L’offerta formativa trova da anni appuntamento fisso in corsi riuniti sotto il comune denominatore di «Arte e fede», a cura di monsignor Domenico Sguaitamatti, come nella partecipazione a gruppi di studio e ricerca (per esempio Milano archeologia, che riunisce la Soprintendenza all’archeologia con le Università milanesi). La formazione avviene anche con la creazione di veri e propri percorsi, specie in collaborazione con l’Ordine degli architetti e l’Associazione delle imprese edili delle provincie di Milano, Lodi e Monza e Brianza.

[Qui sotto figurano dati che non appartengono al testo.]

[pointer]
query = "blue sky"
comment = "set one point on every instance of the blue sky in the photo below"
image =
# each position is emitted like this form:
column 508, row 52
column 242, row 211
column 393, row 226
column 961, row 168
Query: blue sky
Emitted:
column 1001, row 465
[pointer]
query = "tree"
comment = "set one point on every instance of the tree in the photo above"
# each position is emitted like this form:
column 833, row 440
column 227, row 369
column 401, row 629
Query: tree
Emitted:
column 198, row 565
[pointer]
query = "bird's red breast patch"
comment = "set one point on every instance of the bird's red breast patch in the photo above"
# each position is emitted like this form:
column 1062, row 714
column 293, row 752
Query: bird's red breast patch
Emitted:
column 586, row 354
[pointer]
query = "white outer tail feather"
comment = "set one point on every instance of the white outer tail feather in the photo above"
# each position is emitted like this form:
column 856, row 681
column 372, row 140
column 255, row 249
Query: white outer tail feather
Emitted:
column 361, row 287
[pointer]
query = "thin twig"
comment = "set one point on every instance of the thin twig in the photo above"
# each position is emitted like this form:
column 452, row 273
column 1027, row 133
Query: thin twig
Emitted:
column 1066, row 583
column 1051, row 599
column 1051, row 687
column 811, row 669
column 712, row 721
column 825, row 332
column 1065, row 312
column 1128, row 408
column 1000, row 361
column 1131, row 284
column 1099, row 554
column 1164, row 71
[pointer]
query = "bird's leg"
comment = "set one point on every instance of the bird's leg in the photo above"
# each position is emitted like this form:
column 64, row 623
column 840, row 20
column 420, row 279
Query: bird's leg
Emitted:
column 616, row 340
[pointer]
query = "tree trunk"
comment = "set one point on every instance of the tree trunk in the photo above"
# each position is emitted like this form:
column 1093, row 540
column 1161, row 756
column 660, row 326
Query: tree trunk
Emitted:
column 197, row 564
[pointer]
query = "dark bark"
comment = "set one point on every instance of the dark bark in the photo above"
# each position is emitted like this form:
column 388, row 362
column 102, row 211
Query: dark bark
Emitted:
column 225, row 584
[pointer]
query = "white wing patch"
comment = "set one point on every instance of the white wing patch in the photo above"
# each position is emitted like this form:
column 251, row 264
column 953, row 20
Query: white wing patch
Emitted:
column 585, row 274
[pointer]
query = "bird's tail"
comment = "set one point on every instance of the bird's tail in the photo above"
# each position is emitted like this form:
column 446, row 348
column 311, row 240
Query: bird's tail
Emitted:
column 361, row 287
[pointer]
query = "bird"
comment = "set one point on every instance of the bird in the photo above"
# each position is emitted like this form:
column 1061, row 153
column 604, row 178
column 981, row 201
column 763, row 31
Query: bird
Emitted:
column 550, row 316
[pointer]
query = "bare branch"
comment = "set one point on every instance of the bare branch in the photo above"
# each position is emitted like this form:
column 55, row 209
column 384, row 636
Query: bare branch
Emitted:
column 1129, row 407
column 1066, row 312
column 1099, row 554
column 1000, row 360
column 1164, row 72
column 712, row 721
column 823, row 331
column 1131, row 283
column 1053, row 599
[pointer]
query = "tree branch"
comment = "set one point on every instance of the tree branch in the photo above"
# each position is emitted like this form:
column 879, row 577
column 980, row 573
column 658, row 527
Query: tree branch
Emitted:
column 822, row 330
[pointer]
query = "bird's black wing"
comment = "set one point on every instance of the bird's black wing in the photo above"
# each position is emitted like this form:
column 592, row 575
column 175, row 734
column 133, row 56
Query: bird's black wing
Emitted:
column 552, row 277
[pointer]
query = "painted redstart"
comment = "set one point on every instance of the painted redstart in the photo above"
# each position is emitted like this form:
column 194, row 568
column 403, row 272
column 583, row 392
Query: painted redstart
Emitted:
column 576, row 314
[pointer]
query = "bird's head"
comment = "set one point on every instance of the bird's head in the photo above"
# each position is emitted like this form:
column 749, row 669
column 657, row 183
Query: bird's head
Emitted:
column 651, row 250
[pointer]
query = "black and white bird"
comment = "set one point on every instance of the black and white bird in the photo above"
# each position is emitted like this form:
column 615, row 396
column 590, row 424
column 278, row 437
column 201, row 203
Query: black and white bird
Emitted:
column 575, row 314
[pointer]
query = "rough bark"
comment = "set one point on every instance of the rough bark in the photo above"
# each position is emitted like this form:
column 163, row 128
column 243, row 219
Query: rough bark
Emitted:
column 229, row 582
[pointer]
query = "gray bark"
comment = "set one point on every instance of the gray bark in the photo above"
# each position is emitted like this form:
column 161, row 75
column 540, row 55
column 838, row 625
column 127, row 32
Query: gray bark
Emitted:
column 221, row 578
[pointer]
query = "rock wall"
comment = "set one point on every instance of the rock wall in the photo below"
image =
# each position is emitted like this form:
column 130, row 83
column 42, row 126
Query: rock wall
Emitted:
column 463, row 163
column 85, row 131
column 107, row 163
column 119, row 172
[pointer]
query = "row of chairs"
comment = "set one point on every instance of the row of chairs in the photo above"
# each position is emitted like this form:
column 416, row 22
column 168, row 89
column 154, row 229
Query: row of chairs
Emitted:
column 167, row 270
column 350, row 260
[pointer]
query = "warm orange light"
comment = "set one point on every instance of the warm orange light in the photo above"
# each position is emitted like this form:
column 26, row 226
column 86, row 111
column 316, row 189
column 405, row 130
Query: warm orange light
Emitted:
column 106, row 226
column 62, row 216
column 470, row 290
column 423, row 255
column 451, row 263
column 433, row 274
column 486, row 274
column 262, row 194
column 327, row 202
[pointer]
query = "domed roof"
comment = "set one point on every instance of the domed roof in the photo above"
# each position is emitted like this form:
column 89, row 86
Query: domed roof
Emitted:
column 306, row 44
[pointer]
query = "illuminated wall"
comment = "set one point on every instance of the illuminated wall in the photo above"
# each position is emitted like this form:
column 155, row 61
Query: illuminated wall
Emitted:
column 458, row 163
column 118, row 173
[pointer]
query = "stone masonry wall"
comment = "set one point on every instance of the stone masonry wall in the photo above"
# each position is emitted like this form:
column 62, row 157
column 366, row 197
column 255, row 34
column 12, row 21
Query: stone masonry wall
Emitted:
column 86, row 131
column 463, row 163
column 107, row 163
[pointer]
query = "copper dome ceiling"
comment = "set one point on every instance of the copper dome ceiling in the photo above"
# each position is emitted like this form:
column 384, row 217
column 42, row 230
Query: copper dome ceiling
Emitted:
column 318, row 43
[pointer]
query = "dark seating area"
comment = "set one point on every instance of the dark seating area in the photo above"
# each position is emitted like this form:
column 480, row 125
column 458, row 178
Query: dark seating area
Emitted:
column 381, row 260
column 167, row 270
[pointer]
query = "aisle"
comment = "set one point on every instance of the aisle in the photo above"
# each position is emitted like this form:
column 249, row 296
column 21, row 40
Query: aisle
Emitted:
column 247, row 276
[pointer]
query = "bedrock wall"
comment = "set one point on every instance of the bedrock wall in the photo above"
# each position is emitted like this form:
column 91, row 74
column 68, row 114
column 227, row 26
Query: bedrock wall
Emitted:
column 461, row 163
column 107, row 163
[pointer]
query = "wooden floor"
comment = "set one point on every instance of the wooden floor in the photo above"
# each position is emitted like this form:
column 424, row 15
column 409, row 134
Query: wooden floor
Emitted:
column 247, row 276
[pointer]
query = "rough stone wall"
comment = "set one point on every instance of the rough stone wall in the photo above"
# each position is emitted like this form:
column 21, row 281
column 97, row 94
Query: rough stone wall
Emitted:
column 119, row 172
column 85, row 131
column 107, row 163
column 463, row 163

Il tema di Expo è ordinariamente svolto come ricerca di senso per chi opera nel campo dei beni culturali. Se «nutrire il pianeta» in senso stretto è ancora oggi un compito sociale non esaurito, è certamente non secondario portare a compimento quel celeberrimo passaggio letterario secondo cui «solo la bellezza salverà il mondo». Questo è anche un cammino di formazione alla ricerca di quella unità originaria che ci era riservata in Eden. Ancora molto è da fare per la formazione del popolo di Dio affinché quello che il Sinodo chiede sia portato in tutti i luoghi di culto: in questa linea l’offerta dell’Evangelario fatta dal cardinale Tettamanzi a tutte le comunità è emblematica. Ma le linee-guida dell’ultimo Concilio non possono certo dirsi esaurite a pochi decenni dalla loro pubblicazione. È un cammino di speranza sul quale siamo chiamati a portare i nostri piccoli passi.